Ferroelectric FET Based Time-Mode Multiply-Accumulate Accelerator:
Design and Analysis
Abstract
General-purpose multiply-accumulate (MAC) accelerators have become
inevitable in the IoT edge devices for performing computationally
intensive tasks such as deep learning, signal processing, combinatorial
optimization, etc. The throughput and the energy-efficiency of the
conventional digital processors and MAC accelerators are limited due to
their sparse design owing to the von-Neumann architecture. Although
mixed-signal time-mode MAC accelerators utilizing emerging non-volatile
memories appear promising owing to their ability to perform in-memory
MAC operation via the physical laws, their application is limited due to
their incompatibility and complex integration with the CMOS-process,
high sensitivity to process variations, large operating voltage/cell
currents, etc. To mitigate these issues, in this work, we propose a
time-mode MAC accelerator based on ferroelectric-FinFETs with
CMOS-compatible doped-HfO2 in the gate stack. Our rigorous analysis
reveals a trade-off between the performance metrics such as
computational precision, area- and energy-efficiency of the proposed MAC
accelerator. Therefore, we provide the necessary design guidelines to
further optimize the performance.
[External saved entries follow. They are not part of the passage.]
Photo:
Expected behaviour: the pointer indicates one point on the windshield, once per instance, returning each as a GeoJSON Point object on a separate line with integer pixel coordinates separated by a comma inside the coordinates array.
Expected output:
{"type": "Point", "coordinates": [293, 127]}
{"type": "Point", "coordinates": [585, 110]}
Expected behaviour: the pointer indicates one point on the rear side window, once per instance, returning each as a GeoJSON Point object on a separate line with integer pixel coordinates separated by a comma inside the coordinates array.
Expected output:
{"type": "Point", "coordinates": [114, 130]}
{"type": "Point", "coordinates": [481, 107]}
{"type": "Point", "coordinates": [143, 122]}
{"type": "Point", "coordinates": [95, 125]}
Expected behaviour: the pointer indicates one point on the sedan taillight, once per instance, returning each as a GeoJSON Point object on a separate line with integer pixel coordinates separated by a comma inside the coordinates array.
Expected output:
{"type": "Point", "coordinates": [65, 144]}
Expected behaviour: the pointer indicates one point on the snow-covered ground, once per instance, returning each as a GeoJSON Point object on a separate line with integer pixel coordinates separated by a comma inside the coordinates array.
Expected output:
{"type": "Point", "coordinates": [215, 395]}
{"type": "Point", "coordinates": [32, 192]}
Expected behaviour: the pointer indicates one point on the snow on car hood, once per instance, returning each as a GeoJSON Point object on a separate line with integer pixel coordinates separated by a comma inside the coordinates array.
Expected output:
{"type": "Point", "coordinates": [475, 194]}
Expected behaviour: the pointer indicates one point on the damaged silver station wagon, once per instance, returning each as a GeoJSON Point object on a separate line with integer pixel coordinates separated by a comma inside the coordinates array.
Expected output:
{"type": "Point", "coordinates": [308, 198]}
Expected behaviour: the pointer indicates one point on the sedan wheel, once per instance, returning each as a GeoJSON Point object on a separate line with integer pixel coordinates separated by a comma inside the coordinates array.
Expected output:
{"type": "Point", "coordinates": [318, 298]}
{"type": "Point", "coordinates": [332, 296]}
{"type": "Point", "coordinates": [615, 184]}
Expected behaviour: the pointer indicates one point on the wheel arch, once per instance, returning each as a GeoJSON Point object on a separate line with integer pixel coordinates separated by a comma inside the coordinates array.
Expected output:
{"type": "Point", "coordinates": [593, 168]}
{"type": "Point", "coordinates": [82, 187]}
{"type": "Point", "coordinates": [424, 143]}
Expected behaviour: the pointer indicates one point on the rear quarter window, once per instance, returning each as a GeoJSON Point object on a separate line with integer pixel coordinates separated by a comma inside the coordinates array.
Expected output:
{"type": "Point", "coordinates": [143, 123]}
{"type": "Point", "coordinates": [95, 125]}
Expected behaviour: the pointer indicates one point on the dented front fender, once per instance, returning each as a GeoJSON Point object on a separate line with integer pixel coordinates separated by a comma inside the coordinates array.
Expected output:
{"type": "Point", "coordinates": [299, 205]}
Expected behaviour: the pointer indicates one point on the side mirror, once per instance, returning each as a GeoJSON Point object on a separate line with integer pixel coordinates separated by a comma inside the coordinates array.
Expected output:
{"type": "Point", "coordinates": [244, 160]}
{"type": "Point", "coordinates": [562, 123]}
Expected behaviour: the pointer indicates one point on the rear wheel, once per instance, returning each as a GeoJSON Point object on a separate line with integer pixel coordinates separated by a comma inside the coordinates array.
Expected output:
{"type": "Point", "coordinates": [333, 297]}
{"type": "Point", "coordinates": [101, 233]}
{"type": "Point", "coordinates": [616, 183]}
Extensive design space exploration and
simulations exploiting an experimentally calibrated compact model for
the doped HfO2 ferroelectric capacitor along with 7 nm-technology PDK
from ARM (ASAP) indicates that the proposed MAC accelerator exhibits a
record energy-efficiency of 2.612 PetaOperations/Joule , a considerably
high area-efficiency of 88.5 bits/µm2 (including I/O peripheral
circuitry) , and a throughput of 4.6 TeraOps/s while supporting a 4-bit
MAC operation for a square weight matrix of size 200×200 which is
sufficient for realistic inference tasks.